A new citizens group is urging the City of Yellowknife to take immediate action on securing a day shelter before the onset of winter and a possible second wave of Covid-19.
Concerned Yellowknife Residents for a Day Shelter Downtown formed about one week ago and launched its Facebook page on Friday, said organizer Nick Sowsun.
Its call to action comes almost two weeks after Yellowknife city council rejected a proposal to make the city-owned Mine Rescue Building on 49 Avenue a new shelter. It was formerly the site of Side Door Youth Ministries.
“We were caught off guard when city council rejected the proposal without having an opportunity to hear from street-involved residents, or front-line workers, medical professionals, or organizations that work with the street-involved,” said Sowsun. “We were disappointed that the city didn’t have an opportunity to hear those perspectives.
“That’s when we started organizing a response. We said, ‘What should we do?’”
The group posted on its Facebook page a list of seven actions it wants the city to take, among them working immediately with the GNWT to find a suitable location for an emergency shelter downtown or reconsideration of the Mine Rescue site, using an evidence-based approach to its assessment of the value and location of emergency day shelters. The activists want the municipality to honour its 2017 pledge to eliminate homelessness in 10 years.
“We’re (also) asking the city to follow through with its 2019 commitments to reconciliation. The majority of the street-involved people are Indigenous. They’re survivors of residential schools or the children of residential school survivors,” said Sowsun, adding that the city’s actions to find a day shelter would also help “combat stigma against the street-involved population and to fight systemic racism.”
Sowsun said his organization isn’t recommending any possible shelter locations as it believes that decision is one for the local and territorial governments.
“We shouldn’t be the ones to choose the location. The city and the GNWT need to decide on that based on best evidence and all the factors that would go into a decision like that,” he said.
The group, which had 160 members on Facebook as of Tuesday morning, has been speaking with some city councillors whom Sowsun said were disappointed with council’s Aug. 24 decision to reject the Mine Rescue Building shelter idea. The organization has also spoken with representatives of the territorial government.

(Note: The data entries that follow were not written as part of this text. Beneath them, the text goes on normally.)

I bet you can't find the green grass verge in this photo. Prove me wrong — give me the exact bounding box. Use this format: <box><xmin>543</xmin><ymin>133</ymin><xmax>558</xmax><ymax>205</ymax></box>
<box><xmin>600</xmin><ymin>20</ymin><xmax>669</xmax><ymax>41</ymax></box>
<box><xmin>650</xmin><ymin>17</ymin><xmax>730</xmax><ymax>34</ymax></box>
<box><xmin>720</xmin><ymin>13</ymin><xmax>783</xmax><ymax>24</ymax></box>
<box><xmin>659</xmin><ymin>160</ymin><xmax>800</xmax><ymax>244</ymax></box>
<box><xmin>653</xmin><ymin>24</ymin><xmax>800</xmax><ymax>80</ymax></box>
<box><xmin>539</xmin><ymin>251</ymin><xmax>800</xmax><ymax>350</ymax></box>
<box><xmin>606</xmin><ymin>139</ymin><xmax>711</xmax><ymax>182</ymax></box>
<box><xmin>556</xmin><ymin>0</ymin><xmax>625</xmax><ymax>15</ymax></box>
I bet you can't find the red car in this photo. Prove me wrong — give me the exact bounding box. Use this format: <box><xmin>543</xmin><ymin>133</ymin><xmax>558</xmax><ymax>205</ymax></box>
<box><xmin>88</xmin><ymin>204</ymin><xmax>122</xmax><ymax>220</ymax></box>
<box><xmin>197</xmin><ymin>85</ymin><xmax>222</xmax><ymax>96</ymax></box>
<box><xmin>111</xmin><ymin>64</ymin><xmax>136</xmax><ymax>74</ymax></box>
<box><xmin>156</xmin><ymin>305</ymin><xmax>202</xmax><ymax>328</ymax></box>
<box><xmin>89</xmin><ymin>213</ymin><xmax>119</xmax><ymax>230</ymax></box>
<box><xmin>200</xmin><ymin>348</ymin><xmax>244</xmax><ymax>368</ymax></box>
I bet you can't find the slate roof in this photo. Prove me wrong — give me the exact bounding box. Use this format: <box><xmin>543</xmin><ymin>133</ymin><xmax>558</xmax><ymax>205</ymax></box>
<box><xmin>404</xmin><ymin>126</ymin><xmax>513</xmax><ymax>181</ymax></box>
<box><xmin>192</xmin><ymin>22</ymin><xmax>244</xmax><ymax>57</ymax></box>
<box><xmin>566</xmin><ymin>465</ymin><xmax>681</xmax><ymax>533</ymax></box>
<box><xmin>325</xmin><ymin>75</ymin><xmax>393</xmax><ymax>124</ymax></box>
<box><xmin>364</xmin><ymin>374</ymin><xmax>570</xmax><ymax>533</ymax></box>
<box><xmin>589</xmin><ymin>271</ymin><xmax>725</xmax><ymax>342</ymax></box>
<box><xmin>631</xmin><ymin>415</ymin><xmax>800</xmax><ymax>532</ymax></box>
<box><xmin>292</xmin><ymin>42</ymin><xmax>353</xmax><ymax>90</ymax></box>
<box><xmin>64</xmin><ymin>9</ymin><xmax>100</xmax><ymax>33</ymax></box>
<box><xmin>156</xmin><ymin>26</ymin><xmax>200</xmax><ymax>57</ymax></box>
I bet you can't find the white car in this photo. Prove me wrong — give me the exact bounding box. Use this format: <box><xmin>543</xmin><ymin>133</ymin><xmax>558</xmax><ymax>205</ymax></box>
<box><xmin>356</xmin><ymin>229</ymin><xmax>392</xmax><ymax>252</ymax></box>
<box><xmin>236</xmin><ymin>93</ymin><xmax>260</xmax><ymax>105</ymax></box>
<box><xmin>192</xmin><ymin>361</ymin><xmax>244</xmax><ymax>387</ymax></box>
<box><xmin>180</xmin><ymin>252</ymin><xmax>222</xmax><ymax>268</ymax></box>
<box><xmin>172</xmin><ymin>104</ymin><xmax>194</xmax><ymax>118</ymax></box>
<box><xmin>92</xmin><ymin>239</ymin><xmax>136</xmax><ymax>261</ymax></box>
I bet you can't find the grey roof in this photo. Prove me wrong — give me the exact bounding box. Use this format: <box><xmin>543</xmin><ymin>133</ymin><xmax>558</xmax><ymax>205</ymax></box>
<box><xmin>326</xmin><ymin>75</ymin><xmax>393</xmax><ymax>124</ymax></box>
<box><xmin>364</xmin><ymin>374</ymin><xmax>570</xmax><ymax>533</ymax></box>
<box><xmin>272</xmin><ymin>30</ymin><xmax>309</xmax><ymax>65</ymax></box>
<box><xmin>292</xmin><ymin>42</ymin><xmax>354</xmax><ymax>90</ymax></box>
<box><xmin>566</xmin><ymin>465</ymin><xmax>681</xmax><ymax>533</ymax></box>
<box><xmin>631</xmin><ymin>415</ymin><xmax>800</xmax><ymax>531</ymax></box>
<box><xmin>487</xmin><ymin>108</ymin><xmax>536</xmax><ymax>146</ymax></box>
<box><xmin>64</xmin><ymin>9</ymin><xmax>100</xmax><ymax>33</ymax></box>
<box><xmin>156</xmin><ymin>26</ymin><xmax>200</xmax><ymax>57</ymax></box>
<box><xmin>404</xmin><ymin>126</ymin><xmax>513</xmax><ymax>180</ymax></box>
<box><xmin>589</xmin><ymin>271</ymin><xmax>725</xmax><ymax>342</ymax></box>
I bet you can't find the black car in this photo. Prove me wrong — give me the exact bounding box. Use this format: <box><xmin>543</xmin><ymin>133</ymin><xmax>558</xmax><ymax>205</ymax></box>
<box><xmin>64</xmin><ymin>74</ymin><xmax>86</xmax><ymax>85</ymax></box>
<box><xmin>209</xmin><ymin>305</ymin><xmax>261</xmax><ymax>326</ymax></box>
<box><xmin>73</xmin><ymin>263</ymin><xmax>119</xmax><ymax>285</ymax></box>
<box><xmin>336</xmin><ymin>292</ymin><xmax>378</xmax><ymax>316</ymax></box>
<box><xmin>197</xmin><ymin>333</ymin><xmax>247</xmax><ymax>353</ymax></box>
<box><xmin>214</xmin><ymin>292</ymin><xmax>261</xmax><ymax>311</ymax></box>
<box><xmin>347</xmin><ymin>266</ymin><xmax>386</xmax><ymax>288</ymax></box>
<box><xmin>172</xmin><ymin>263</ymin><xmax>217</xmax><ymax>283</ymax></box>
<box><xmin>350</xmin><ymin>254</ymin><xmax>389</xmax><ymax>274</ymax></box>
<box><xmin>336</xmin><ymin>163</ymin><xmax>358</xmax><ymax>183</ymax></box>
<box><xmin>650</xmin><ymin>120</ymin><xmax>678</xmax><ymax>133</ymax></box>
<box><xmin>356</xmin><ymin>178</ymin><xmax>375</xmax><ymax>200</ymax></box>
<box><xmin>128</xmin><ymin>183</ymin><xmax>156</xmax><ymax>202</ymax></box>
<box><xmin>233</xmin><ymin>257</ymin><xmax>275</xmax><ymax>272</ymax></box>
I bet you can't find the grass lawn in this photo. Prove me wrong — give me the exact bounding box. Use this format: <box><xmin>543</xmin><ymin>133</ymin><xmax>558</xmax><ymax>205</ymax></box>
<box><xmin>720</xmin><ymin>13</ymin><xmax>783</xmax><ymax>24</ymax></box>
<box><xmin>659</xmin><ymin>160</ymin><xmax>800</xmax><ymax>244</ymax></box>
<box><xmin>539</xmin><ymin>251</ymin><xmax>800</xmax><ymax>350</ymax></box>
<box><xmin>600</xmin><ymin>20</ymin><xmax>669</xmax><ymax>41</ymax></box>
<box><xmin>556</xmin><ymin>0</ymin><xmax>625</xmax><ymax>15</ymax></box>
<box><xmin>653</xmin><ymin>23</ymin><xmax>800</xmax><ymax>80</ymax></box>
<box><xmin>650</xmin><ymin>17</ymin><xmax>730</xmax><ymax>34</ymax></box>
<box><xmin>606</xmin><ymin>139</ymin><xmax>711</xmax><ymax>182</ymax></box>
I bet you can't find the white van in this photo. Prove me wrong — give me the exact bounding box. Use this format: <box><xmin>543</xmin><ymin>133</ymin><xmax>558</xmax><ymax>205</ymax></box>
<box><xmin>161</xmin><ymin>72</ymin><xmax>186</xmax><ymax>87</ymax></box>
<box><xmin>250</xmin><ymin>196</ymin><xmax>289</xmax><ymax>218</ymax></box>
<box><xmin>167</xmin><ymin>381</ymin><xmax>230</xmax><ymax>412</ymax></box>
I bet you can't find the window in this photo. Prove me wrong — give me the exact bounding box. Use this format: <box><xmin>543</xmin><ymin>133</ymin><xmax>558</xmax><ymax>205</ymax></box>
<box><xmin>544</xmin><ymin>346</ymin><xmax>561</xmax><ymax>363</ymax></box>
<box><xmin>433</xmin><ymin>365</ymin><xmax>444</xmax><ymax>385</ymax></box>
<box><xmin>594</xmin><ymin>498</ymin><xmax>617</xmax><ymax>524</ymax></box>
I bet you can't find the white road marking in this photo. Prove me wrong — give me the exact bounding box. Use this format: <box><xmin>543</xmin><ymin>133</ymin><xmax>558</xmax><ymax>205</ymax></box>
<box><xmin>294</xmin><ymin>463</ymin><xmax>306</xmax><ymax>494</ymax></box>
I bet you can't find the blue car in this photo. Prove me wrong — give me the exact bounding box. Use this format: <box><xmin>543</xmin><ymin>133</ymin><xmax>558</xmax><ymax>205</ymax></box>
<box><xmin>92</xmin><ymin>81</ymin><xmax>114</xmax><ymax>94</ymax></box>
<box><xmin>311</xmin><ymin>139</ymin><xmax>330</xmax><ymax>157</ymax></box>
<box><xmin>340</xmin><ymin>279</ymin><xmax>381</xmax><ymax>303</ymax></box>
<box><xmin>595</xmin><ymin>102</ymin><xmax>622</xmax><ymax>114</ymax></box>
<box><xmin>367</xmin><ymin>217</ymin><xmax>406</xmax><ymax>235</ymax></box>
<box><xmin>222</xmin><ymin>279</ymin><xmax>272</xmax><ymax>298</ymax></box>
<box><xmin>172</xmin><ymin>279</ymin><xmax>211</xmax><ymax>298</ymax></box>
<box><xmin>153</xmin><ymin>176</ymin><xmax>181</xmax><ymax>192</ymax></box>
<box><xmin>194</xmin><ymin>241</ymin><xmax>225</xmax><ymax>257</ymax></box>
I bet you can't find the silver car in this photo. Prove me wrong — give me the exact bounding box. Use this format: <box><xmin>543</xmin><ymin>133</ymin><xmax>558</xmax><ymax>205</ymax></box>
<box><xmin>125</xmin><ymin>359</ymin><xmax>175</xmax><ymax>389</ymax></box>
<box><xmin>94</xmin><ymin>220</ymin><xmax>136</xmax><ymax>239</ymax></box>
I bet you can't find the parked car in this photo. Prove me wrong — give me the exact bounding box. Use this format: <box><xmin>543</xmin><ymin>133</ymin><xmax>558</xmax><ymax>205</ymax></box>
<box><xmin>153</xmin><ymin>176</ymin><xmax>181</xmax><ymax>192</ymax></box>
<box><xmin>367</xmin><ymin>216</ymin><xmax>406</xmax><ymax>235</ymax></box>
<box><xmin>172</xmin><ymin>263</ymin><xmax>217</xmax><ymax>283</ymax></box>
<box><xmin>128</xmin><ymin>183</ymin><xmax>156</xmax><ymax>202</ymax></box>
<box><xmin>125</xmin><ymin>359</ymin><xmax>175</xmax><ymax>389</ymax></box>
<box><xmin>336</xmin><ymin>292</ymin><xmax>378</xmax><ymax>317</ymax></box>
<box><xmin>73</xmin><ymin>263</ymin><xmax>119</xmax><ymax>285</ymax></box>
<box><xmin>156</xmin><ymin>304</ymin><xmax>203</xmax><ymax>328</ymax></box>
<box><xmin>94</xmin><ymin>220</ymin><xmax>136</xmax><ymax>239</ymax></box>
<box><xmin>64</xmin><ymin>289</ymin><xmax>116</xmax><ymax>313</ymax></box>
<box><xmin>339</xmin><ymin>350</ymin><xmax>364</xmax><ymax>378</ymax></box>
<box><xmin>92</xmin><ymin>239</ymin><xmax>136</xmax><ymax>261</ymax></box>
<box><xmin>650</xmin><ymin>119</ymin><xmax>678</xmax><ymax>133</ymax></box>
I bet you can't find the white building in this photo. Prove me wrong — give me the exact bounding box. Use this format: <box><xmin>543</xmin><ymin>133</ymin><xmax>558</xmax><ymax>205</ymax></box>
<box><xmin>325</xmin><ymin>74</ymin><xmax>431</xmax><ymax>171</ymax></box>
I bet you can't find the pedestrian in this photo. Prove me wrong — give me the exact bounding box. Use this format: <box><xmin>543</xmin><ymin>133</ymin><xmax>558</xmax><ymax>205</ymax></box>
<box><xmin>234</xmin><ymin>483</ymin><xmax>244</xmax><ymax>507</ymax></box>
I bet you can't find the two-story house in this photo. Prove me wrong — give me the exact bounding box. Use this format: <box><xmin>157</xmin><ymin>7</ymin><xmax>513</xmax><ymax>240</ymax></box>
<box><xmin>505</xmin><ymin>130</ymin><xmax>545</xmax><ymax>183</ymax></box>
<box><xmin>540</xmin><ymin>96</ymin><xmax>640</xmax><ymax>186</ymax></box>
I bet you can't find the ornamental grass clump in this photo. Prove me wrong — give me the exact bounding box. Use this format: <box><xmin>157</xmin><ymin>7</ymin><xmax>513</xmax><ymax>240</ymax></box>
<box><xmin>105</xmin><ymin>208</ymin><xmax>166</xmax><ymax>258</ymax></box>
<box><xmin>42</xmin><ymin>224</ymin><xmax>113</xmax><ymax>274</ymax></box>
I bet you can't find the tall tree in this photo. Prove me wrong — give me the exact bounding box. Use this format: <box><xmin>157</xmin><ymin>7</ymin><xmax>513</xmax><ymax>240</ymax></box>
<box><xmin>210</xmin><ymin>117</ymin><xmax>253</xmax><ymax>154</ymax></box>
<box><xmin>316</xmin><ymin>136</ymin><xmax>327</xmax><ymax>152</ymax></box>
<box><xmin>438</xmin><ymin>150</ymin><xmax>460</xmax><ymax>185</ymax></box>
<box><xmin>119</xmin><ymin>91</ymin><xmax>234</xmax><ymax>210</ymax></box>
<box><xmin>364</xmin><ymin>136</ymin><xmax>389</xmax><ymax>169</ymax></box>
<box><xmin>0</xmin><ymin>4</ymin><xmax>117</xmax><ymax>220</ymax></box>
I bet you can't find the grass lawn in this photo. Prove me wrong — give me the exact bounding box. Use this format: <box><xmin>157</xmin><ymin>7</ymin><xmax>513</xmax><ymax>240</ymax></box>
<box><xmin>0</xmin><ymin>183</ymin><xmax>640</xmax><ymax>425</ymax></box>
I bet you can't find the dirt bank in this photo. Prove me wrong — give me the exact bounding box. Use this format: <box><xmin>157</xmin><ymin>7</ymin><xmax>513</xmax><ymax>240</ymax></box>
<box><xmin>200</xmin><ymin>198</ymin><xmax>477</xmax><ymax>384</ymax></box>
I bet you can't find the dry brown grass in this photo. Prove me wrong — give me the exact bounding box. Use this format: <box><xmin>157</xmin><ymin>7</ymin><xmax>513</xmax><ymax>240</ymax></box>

“As we understand it, the GNWT wants to work with the city on this issue. The GNWT seems to be a willing partner,” said Sowsun. “From my perspective, it’s now on the city to be a willing partner and to address this issue.”
However, Coun. Niels Konge disputes that the city should choose possible shelter locations.
“The shelter falls directly under the GNWT realm of responsibility,” he said. “So it is for them to sort out. Council has the responsibility for conditionally permitted uses, such as shelters. Council decided as a group to not support the Side Door location. That cannot be reconsidered now for six months, according to our rules.
“It is up to the GNWT to do this and then when they have one they need to go through the development permit process that is in place just like any other business/organization and resident would have to. They have options. Wall tents in the (legislative assembly) area, the old hospital, wall tents around the hospital, work with Arctic Indigenous Wellness Foundation or other organizations. But let’s be very clear, the city is a partner in this, but we are not and should not be the lead. The GNWT offloads a lot of things already onto the city.”
Mayor Rebecca Alty said the City is working with the territorial government’s Department of Health and Social Services (HSS) to find a solution to the shelter issue.
“As the day shelter is a GNWT program, HSS is considering alternate options and locations, and they are reviewing all options with City staff to seek to expedite finding a solution that can work – for the program and within City Bylaws.
“If the GNWT decides to go with a tent/temporary structure, City staff have offered vacant and available land to locate the structure, given tents on City owned land do not require development permits. If a tent is not feasible, other options are continuing to be raised and we will work with them through any relevant permitting processes.”
Department of Health and Social Services spokesperson Damien Healy said the GNWT is working with its partners to find a solution before the winter months arrive.
“We are open to suggestions, not only from City Officials, but private businesses also,” he said. “We are encouraged by the social media outreach and glad that residents have the same position as the GNWT, that our most vulnerable residents require support. When a solution is found, we will communicate widely.”
Sowsun hopes city councillors put the shelter issue back on the agenda for the next city council meeting.
“The important context is that the Salvation Army closed its day shelter space, the library is closed and the Day Centre and Sobering Centre is at capacity. There are a lot of vulnerable street-involved people who won’t have anywhere to go this winter. Some of them have co-morbidities, many of them are seniors. They’re vulnerable to the flu and to Covid,” he said. “This will be a dangerous winter, more than most.”